Went into labor around 11 pm on Feb. 10th. Ended up having a c-section on the 11th. Kyleigh Joanne Lloyd was born at 3:40 pm and Kailyn Grace Lloyd was born at 3:41 pm.

Both are doing well, Kyleigh came off oxygen today so they're both breathing very well on their own. Only thing keeping them in the hospital now is to get their sucking better for feeding. Nurse said they should hopefully be coming home in 4-7 days. I can't wait!!!

Will post a more detailed story later along with pictures!

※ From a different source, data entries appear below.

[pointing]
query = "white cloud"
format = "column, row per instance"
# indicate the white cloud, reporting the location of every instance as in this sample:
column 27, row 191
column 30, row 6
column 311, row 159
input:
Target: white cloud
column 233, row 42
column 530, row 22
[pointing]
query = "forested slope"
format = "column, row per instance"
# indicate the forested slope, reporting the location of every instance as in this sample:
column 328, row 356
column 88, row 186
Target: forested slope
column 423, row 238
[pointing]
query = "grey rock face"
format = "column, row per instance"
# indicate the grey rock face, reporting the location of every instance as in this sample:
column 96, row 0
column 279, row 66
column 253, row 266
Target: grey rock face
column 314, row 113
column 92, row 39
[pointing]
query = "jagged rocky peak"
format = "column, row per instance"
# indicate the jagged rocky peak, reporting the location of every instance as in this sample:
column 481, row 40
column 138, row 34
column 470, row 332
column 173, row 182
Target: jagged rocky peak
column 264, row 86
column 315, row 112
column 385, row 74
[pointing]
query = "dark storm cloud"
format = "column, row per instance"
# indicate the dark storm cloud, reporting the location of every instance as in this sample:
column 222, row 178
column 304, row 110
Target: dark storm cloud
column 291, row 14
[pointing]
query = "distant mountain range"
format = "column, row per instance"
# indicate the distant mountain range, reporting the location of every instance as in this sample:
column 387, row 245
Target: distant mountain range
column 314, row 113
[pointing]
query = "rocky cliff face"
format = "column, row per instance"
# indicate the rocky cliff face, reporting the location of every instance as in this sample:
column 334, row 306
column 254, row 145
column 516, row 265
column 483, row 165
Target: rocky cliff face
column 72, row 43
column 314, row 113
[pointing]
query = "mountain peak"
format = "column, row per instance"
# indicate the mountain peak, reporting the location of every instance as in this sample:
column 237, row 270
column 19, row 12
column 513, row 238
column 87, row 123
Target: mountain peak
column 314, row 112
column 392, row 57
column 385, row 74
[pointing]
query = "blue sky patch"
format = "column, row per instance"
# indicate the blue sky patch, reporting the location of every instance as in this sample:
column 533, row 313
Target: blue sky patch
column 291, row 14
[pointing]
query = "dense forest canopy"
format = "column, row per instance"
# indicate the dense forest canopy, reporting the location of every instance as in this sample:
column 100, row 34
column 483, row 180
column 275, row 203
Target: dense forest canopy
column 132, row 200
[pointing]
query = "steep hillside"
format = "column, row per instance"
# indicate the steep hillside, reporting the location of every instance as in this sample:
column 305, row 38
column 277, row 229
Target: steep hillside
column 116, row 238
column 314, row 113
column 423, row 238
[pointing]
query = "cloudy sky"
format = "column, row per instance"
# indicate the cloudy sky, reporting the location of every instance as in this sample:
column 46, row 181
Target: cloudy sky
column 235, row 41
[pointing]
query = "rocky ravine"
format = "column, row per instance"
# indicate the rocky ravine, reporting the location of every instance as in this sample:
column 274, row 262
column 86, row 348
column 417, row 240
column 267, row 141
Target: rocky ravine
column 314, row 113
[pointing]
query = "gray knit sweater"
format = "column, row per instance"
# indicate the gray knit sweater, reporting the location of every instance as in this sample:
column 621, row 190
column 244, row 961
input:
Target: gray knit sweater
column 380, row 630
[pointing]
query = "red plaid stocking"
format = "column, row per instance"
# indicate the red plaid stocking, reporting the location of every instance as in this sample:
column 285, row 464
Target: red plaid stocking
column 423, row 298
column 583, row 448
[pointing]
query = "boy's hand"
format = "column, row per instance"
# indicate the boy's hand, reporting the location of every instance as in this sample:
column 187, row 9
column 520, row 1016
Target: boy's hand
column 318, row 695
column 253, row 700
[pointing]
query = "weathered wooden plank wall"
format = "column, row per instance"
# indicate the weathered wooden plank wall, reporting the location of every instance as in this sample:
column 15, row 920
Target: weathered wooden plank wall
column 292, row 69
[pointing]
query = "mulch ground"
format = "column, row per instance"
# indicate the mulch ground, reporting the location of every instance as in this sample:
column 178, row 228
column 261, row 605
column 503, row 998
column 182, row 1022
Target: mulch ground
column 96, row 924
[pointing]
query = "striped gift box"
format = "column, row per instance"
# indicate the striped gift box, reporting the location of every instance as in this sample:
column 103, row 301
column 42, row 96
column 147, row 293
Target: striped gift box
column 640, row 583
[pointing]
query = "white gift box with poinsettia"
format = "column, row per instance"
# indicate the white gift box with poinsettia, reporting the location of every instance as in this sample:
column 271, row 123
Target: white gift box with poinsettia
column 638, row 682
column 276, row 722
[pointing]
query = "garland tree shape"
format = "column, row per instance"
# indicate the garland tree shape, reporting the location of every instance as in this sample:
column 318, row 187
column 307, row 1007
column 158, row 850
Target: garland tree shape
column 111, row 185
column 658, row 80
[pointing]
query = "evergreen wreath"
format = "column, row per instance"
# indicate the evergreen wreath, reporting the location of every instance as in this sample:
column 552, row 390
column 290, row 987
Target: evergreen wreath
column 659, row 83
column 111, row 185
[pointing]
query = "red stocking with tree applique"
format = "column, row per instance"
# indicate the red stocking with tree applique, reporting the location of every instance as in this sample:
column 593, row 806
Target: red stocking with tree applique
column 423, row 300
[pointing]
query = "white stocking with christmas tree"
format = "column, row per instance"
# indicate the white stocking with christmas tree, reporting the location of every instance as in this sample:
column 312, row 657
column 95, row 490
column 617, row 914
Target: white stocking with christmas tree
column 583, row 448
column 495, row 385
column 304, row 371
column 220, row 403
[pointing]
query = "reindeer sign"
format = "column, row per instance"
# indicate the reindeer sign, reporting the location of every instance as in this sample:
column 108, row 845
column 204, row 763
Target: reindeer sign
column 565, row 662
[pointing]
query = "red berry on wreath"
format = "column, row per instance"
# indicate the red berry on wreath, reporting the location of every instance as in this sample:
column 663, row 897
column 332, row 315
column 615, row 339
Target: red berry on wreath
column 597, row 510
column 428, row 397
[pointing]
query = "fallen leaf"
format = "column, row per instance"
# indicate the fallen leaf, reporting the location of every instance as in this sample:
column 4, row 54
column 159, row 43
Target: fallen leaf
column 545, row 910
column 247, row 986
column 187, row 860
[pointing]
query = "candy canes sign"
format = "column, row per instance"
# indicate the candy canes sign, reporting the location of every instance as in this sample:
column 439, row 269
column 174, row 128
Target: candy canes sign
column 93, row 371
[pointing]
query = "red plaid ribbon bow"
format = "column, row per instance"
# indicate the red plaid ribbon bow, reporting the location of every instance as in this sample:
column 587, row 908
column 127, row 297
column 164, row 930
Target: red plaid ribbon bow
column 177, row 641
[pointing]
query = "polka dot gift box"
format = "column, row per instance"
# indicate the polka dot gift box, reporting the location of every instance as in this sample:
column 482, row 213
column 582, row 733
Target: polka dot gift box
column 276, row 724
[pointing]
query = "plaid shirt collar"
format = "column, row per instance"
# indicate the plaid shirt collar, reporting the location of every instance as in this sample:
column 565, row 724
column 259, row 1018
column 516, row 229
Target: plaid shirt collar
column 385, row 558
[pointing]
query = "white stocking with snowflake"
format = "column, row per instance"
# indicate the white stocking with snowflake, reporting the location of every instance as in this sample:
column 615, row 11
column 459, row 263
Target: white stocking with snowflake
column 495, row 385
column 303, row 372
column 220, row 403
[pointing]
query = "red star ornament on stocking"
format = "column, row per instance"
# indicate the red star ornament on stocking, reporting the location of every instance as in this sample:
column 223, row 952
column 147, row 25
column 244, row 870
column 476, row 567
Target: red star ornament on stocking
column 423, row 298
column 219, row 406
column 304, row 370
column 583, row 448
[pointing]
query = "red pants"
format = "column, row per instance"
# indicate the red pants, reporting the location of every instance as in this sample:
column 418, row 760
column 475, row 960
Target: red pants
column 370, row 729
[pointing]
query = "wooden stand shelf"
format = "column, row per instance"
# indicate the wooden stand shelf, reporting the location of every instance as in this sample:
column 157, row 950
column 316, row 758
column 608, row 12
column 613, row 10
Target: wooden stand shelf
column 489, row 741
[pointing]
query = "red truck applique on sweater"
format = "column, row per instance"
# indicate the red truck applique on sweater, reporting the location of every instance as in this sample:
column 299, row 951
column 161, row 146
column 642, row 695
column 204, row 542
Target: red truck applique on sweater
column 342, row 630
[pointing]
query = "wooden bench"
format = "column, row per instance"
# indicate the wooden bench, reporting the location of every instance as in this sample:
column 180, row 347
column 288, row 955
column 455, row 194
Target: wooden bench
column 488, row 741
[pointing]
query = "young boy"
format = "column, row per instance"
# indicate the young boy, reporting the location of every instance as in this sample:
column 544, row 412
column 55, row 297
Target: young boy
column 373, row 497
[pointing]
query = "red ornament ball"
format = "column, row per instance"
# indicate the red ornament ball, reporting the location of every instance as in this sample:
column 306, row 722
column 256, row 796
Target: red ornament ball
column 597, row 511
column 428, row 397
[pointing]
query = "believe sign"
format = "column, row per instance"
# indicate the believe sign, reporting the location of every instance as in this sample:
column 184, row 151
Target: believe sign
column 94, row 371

I couldn't be happier being a mommy!!


----------



## doctordeesmrs

Congratulations can't wait to see the pics.


----------



## fifi83

Congratulation :happydance:


----------



## Jules

Congratulations


----------



## niknaknat

congratulations :hugs:


----------



## xCherylx

YAY!!!!
Congratulations hun! x


----------



## cutie_wutie

Congrats Hun Xxxxxxxxx Hugs


----------



## Rumpskin

Congrats - send us some pics soon. xxx


----------



## Always&amp;4ever

Congratulations hun


----------



## Stef

Congratulations 

Xx


----------



## Mango

Aww how darling!! Two wonderful lil girls! Congrats hun, glad to hear you are doing ok!


----------



## Serene123

Oh wow! Congratulations :D


----------



## Vickie

Congratulations!


----------



## charlottecco2

Oh congratulations, we can't wait to see pictures xx


----------



## leeanne

WOW! I didn't know you had your babies yet.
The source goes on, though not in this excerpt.